Please note challenging a will and contesting a will are different to one another. There are time limits that relate to contesting a will, that is, 12 months from the deceased’s date of death where the deceased’s assets are held in New South Wales.

    DOUBTS AS TO THE VALIDITY OF A WILL

    If there are doubts as to the validity of the will, it is best to get in contact with a solicitor as soon as possible.

    If probate has not been granted, a caveat may be filed with the registry of the Supreme Court of NSW so as to “stop” a grant being issued until either the caveat is removed by the caveator or the court makes an order for its removal.

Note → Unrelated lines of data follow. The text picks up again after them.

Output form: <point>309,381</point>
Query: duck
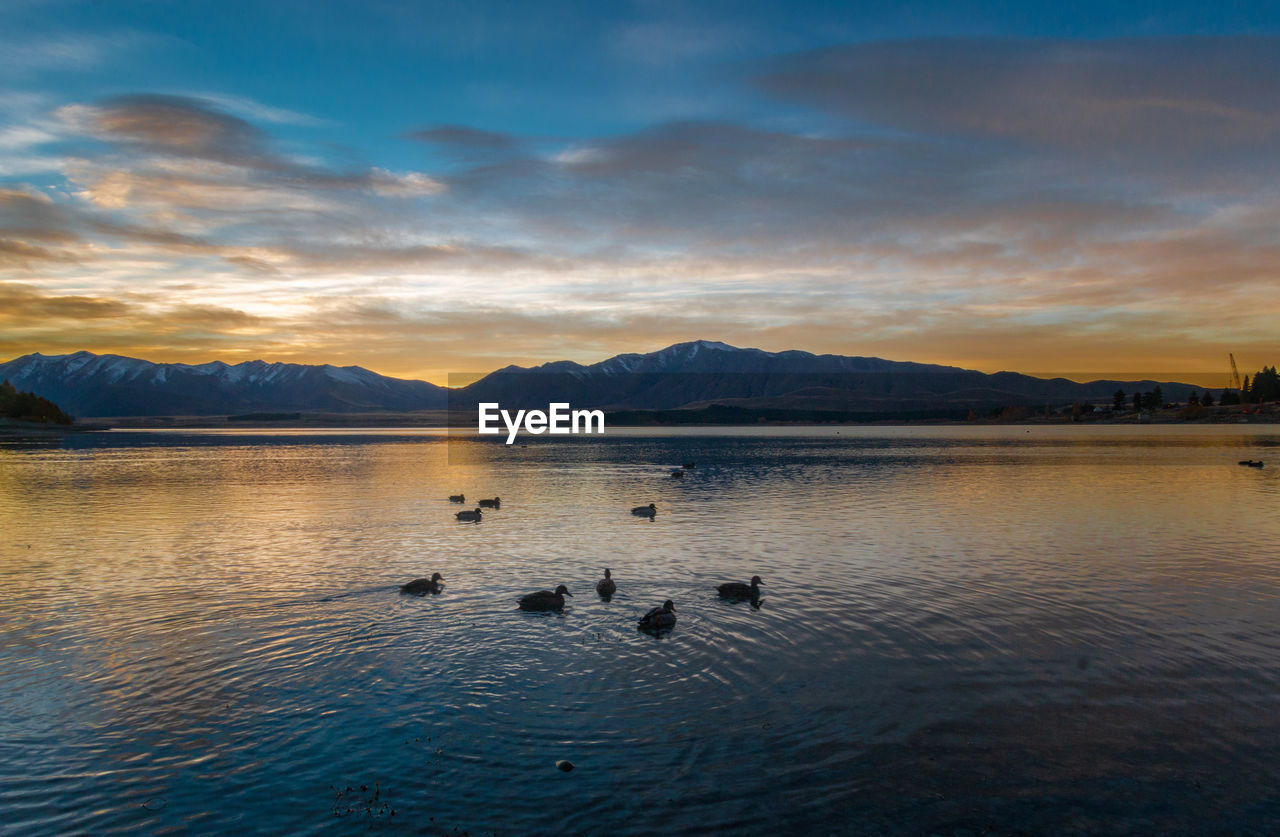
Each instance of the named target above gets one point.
<point>607,586</point>
<point>421,586</point>
<point>739,590</point>
<point>545,599</point>
<point>659,618</point>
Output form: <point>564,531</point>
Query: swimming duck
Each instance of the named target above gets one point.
<point>661,617</point>
<point>545,599</point>
<point>739,590</point>
<point>421,586</point>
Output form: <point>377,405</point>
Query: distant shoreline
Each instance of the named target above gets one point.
<point>707,417</point>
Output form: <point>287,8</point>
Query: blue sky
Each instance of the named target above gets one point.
<point>434,187</point>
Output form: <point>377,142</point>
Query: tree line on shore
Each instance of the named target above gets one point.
<point>23,406</point>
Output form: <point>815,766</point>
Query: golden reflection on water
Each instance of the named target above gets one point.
<point>202,611</point>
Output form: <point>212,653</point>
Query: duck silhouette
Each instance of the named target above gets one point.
<point>739,590</point>
<point>545,599</point>
<point>421,586</point>
<point>658,618</point>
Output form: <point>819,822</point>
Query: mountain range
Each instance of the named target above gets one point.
<point>686,375</point>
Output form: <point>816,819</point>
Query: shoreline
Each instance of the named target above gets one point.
<point>438,420</point>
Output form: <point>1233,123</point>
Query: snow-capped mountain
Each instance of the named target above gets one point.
<point>703,373</point>
<point>695,374</point>
<point>92,385</point>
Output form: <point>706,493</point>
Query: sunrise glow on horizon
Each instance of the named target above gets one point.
<point>434,188</point>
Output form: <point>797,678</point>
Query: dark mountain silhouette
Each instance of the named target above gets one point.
<point>686,375</point>
<point>87,385</point>
<point>702,373</point>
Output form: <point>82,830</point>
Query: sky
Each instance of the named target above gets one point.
<point>429,188</point>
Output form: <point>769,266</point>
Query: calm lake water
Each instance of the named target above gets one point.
<point>969,630</point>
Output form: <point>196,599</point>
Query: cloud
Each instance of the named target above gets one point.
<point>462,136</point>
<point>1157,95</point>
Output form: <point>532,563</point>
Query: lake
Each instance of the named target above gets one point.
<point>963,630</point>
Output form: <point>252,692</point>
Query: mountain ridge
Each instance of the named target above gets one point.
<point>684,375</point>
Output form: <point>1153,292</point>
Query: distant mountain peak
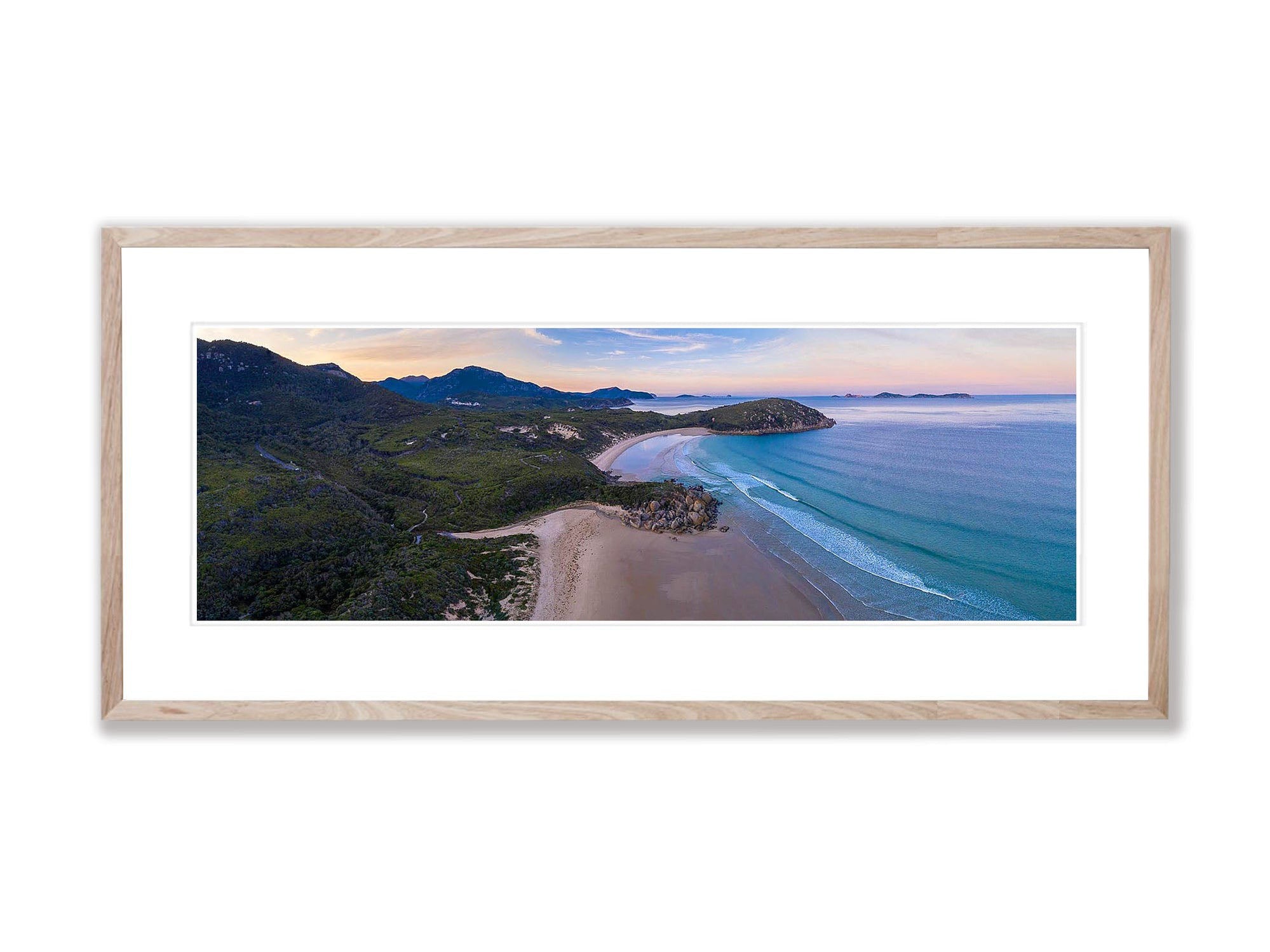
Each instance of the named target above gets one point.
<point>334,370</point>
<point>475,381</point>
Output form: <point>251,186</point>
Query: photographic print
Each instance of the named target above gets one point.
<point>746,474</point>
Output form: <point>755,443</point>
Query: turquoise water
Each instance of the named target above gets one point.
<point>924,509</point>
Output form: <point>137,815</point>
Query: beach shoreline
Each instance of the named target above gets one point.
<point>606,459</point>
<point>593,568</point>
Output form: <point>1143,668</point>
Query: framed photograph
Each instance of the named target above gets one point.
<point>671,474</point>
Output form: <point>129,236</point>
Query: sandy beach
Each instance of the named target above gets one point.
<point>606,460</point>
<point>593,568</point>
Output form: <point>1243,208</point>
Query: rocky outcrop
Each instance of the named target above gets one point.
<point>684,509</point>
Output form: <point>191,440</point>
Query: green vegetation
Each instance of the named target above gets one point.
<point>769,415</point>
<point>344,522</point>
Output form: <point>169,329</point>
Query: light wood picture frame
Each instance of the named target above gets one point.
<point>117,706</point>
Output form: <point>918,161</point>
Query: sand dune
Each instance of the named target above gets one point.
<point>593,568</point>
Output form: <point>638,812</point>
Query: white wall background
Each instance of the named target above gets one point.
<point>632,837</point>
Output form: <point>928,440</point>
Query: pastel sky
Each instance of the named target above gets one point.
<point>668,361</point>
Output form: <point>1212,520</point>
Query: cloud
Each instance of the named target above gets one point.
<point>540,337</point>
<point>684,349</point>
<point>648,334</point>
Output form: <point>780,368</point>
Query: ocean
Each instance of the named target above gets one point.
<point>919,509</point>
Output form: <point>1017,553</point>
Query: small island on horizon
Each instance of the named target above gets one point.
<point>327,493</point>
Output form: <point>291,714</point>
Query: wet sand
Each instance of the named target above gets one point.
<point>593,568</point>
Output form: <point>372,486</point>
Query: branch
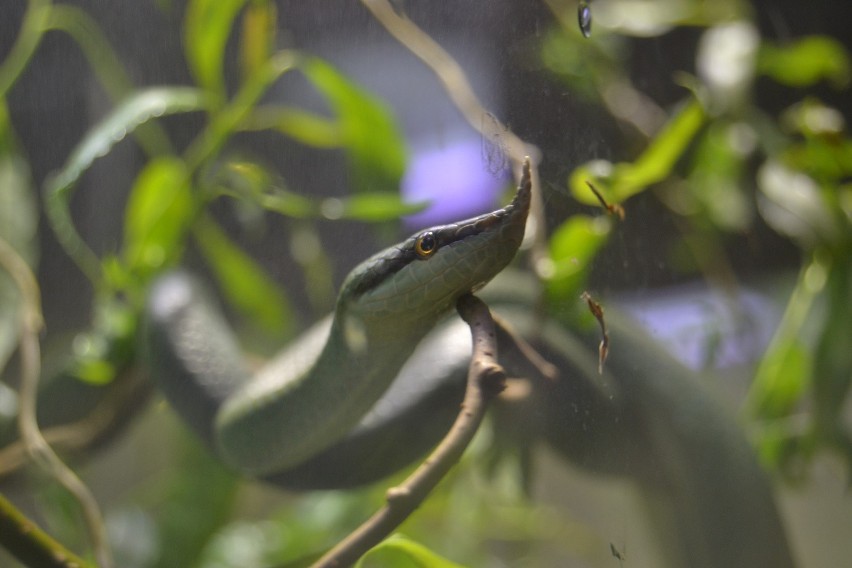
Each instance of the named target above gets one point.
<point>31,545</point>
<point>37,447</point>
<point>458,88</point>
<point>126,396</point>
<point>485,380</point>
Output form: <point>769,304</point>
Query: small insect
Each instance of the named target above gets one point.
<point>613,208</point>
<point>584,18</point>
<point>597,311</point>
<point>494,152</point>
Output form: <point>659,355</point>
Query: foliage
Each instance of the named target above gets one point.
<point>700,164</point>
<point>699,161</point>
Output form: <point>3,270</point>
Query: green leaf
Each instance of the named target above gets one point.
<point>207,28</point>
<point>714,181</point>
<point>372,139</point>
<point>370,207</point>
<point>303,126</point>
<point>654,165</point>
<point>806,62</point>
<point>781,378</point>
<point>573,246</point>
<point>158,213</point>
<point>99,141</point>
<point>244,283</point>
<point>257,39</point>
<point>795,206</point>
<point>18,226</point>
<point>401,552</point>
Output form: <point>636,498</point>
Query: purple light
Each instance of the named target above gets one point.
<point>455,181</point>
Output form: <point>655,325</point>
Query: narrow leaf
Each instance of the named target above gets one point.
<point>806,62</point>
<point>400,551</point>
<point>572,248</point>
<point>244,283</point>
<point>157,216</point>
<point>654,165</point>
<point>374,143</point>
<point>208,26</point>
<point>124,119</point>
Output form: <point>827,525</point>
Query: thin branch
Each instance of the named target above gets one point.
<point>542,366</point>
<point>485,380</point>
<point>39,450</point>
<point>125,397</point>
<point>31,545</point>
<point>461,93</point>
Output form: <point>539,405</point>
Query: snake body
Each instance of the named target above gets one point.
<point>645,419</point>
<point>332,377</point>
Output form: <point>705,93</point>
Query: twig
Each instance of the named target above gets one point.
<point>461,93</point>
<point>597,310</point>
<point>31,545</point>
<point>127,392</point>
<point>541,365</point>
<point>39,450</point>
<point>484,381</point>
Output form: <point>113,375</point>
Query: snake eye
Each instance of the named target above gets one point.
<point>425,245</point>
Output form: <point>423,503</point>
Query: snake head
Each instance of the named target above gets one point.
<point>420,279</point>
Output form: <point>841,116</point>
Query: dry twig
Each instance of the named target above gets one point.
<point>485,380</point>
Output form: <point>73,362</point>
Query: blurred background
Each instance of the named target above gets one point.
<point>720,127</point>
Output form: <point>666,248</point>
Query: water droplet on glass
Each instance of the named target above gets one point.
<point>584,18</point>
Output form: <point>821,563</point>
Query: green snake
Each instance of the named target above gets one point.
<point>292,411</point>
<point>328,412</point>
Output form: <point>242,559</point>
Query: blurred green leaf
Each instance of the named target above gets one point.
<point>714,181</point>
<point>257,39</point>
<point>401,552</point>
<point>782,378</point>
<point>370,207</point>
<point>124,119</point>
<point>573,246</point>
<point>196,499</point>
<point>375,146</point>
<point>18,226</point>
<point>793,205</point>
<point>806,62</point>
<point>654,165</point>
<point>305,127</point>
<point>226,121</point>
<point>244,283</point>
<point>137,109</point>
<point>157,217</point>
<point>208,25</point>
<point>102,352</point>
<point>832,353</point>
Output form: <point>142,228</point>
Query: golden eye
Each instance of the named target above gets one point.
<point>425,245</point>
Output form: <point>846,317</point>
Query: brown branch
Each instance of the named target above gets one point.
<point>31,545</point>
<point>30,354</point>
<point>460,91</point>
<point>125,398</point>
<point>485,380</point>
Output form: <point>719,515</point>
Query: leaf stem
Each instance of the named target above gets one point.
<point>485,380</point>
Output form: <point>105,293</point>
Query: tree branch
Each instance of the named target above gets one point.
<point>485,380</point>
<point>31,545</point>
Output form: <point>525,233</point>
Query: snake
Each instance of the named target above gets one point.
<point>371,388</point>
<point>322,386</point>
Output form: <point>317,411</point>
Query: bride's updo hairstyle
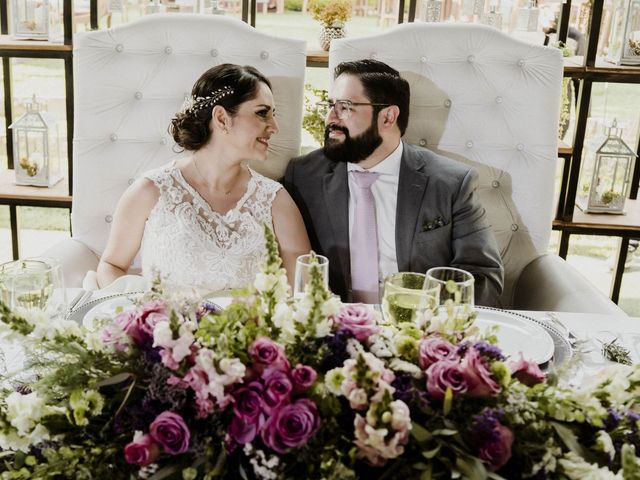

    The caveator will also be provided with notice once an application for probate has been filed however the court will not grant probate so long as the caveat remains in force.

    Due consideration should be given prior to filing a caveat as there could be cost implications if a caveat is shown to be filed without basis.

      WHAT EVIDENCE IS NEEDED TO CHALLENGE A WILL?

      For a caveat to remain in force, the caveator must first show doubt as to the validity of the will. This can include their own observations, medical records of the deceased person and will preparation notes at the time the will was prepared.

      Throughout the will challenge proceedings, the court may, at the request of a party, issue subpoenas for production of documentary evidence as well as orders for expert evidence from specialists such as medical practitioners.

        WHAT HAPPENS IF A WILL CHALLENGE IS SUCCESSFUL?

        If a will challenge is successful, the court will make an order that probate be granted on the last valid will of the deceased, or, if no valid last will then a grant for letters of administration under on intestacy.

        It is therefore important you understand your standing and your entitlements if you were to be successful in a will challenge prior to challenging a will.

          WHAT CAN BE DONE WHILE THE TESTATOR IS STILL ALIVE?

          A will can only be challenged after the death of the testator. Prior to their death, if there are any concerns as to undue influence or lack of mental capacity of the testator, a person may contact the NSW Civil and Administrative Tribunal, Guardianship division to either seek appointment as financial manager and or orders as to guardianship or to review a current enduring Power of Attorney and/or Enduring Guardianship appointment.

          If there are concerns that a person has changed their will and it is likely that the will is not valid, collecting evidence while the person is still alive may assist your will challenge when the time comes.